Figure 1
Model 1 shows a conceptualization of the Doctrine of Concordance. The same cognitive process is responsible for both consciousness and behavior, leading to a strong correlation between cognitive processes, consciousness, and behavior. Model 2 shows the challenge to the Doctrine of Concordance elaborated by Schwartz (1999). In it one cognitive process leads to conscious experience, whereas a second cognitive process leads to observable behavior. This general model can account for why we observe dissociations between cognitive processes, consciousness, and behavior.

Figure 2
Illustration of a hypothetical situation in which an object-level basic cognitive process, an overt behavior, and a meta-level conscious subjective experience are interrelated, yet each based on a different underlying mechanism. Here, the hypothesized meta-level conscious experience of a sensation of familiarity (C) arises from a different mechanism than the object-level process of familiarity signal computation (A) and there is not direct conscious access to the output from (A).

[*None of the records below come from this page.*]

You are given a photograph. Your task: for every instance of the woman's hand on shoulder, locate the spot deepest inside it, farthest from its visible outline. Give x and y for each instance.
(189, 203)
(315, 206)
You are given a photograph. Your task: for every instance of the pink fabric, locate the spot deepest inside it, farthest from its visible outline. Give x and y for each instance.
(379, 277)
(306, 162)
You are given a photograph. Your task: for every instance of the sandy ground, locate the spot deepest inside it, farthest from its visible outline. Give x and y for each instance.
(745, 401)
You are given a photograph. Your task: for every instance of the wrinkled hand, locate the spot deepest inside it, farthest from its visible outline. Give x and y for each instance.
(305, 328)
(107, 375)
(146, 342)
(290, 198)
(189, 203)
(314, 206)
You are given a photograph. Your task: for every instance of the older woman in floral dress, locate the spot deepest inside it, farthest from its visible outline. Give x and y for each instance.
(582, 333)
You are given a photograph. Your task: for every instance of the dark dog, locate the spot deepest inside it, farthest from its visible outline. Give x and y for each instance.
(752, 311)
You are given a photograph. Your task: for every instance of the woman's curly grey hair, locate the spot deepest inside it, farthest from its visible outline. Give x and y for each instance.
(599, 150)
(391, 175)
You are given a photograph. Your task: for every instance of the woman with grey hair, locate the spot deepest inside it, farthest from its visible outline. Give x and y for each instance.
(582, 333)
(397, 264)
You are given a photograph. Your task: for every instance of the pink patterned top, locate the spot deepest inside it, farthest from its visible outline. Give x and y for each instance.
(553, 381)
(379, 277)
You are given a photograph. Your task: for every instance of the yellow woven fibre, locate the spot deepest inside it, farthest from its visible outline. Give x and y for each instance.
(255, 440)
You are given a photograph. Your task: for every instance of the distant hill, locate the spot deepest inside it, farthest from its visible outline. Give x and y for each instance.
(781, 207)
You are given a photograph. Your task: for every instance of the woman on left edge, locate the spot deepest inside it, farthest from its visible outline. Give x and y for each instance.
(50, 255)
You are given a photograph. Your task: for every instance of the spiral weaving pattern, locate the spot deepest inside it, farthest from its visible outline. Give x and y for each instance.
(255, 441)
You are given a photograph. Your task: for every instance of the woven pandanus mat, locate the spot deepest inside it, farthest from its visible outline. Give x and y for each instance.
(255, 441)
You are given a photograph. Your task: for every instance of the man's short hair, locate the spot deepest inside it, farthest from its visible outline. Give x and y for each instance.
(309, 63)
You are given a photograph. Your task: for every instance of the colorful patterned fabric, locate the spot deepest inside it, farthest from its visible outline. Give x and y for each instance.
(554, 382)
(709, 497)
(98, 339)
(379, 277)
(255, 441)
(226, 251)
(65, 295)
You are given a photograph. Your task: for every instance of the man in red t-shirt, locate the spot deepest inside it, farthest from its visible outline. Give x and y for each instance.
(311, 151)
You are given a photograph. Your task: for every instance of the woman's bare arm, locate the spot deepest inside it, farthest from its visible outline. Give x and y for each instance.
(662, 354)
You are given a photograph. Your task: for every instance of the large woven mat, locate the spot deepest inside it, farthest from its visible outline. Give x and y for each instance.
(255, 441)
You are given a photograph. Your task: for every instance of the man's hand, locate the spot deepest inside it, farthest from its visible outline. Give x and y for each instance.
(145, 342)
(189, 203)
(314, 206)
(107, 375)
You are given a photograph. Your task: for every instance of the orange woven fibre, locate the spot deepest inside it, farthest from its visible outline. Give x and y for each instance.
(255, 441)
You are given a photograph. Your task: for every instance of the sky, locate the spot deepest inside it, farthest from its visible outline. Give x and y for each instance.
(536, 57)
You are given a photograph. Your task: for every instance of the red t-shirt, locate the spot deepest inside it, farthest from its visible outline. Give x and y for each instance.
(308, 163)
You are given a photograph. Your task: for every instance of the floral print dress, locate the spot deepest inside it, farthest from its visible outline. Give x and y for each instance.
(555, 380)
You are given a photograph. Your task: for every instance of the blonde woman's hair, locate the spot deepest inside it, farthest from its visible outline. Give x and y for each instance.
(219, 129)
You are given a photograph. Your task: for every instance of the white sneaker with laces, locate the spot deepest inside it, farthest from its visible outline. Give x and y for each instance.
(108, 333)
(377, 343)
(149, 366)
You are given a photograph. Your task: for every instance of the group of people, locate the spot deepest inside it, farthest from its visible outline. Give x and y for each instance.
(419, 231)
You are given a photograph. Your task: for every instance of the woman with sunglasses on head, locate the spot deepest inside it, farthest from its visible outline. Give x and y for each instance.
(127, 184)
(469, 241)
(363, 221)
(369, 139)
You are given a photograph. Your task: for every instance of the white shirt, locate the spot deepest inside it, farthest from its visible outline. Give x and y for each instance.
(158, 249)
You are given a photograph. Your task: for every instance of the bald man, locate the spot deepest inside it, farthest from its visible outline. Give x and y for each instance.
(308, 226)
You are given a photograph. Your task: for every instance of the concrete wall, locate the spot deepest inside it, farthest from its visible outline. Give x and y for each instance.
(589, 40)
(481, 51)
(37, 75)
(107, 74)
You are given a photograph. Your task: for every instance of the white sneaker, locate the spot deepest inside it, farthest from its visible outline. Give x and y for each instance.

Figure adapted from Figure 2 of Cleary et al. (2025), an illustration of the familiarity-flip-of-attention theory. A) depicts the object-level familiarity signal intensity value output from the global-feature-matching-based familiarity signal computation specified in the MINERVA 2 model (Hintzman, 1988). B) depicts an overt behavior: Eye-gaze aversion—an indicator of shutting out visual inputs to focus attention inward toward memory (Servais et al., 2023). C) Depicts a meta-level subjective conscious experience: The feeling of familiarity; in this case, the feeling of familiarity results not from direct access to the familiarity signal intensity value output depicted in A), but rather from conscious detection of the fact that one’s attention is inward-focused on searching memory for something that has yet to come to mind.